TIGARD, Ore. — The governing board of the state's public pension system Friday lowered the rate of assumed earnings on the state's pension fund.
The board adopted to assume a 7.2 percent rate of return on the state's investments of the Public Employees Retirement Fund. The rate is currently 7.5 percent.
That decision doesn't affect how much the state actually earns on its investments, which are overseen by the state's investment council.
But the change is projected to increase the system's unfunded actuarial liability, the amount by which the system's obligations exceed its assets.
Using the new rate, the state's actuary will calculate a new unfunded actuarial liability, a figure that will be revealed later this year.
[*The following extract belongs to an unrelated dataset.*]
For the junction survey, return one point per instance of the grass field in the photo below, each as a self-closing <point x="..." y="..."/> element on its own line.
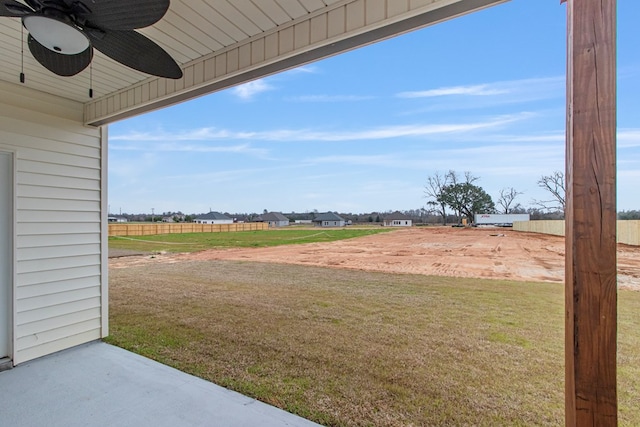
<point x="353" y="348"/>
<point x="191" y="242"/>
The new rate is expected to increase the unfunded liability — at most recent valuation $21.8 billion — by about $2 billion.
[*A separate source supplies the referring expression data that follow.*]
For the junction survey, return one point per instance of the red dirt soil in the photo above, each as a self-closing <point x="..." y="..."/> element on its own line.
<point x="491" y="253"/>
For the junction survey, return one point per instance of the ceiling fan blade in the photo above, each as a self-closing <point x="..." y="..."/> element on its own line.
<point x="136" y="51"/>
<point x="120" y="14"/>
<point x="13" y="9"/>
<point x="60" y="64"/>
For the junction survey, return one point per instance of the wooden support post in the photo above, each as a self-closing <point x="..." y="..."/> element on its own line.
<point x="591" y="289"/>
The decision is also expected to increase the amount of money that individual public employers must dedicate to paying for employees' pension benefits as a share of payroll.
In a defined-benefit plan such as the one Oregon provides to its employees, employers have to make up the difference between what employees are guaranteed and what the state's investments are able to return.
Local budget managers are bracing for the effects of the change.
While the decision may appear abstract, for school districts, where personnel costs can make up roughly 80 percent of annual budgets, the effects are real.
Nearly every year since 2008, Eastern Oregon's Umatilla School District has had to make cuts, in part because of increased pension costs, according to Superintendent Heidi Sipe.
Sipe said the increases have been higher than additional funds from the state can cover.
"Over the past 10 years, we've modified our textbook adoption processes, limited our supply budgets, enacted energy saving procedures, limited staff increases, cut paid days and had pay freezes," Sipe wrote in an email last week. "If we cannot get funding to adequately address the PERS increases from the state, I see those same strategies again at play in our future which is concerning for our students."
The rate decision has been monitored with interest, especially by those advocating for reforms to the state's pension system.
A Brighter Oregon, a coalition of state businesses that angled for spending reforms during the recently concluded legislative session, is one such observer.
"A more realistic assumption is an important first step toward unmasking the severity of the problem these rising PERS costs create for our state, schools and local governments," said Pat McCormick, spokesman for the group, "and ultimately for Oregon taxpayers left holding the bill for the pension system's growing unfunded liability."
House Minority Leader Mike McLane, R-Powell Butte, said in a statement Friday that the vote "should serve as a sobering moment for our state's political leaders."
Earlier this week, a group appointed by Oregon Gov. Kate Brown, a Democrat, to find ways to leverage state assets to chip away at the unfunded liability, held their first meeting. It has been charged with finding a way to shave $5 billion from the unfunded liability and are reviewing the state's assets.
Lawmakers can't reduce benefits already earned, per a 2015 Oregon Supreme Court decision.
Some lawmakers, including many Republicans, propose modifying public employee benefits going forward as a way to cut down on the system's costs.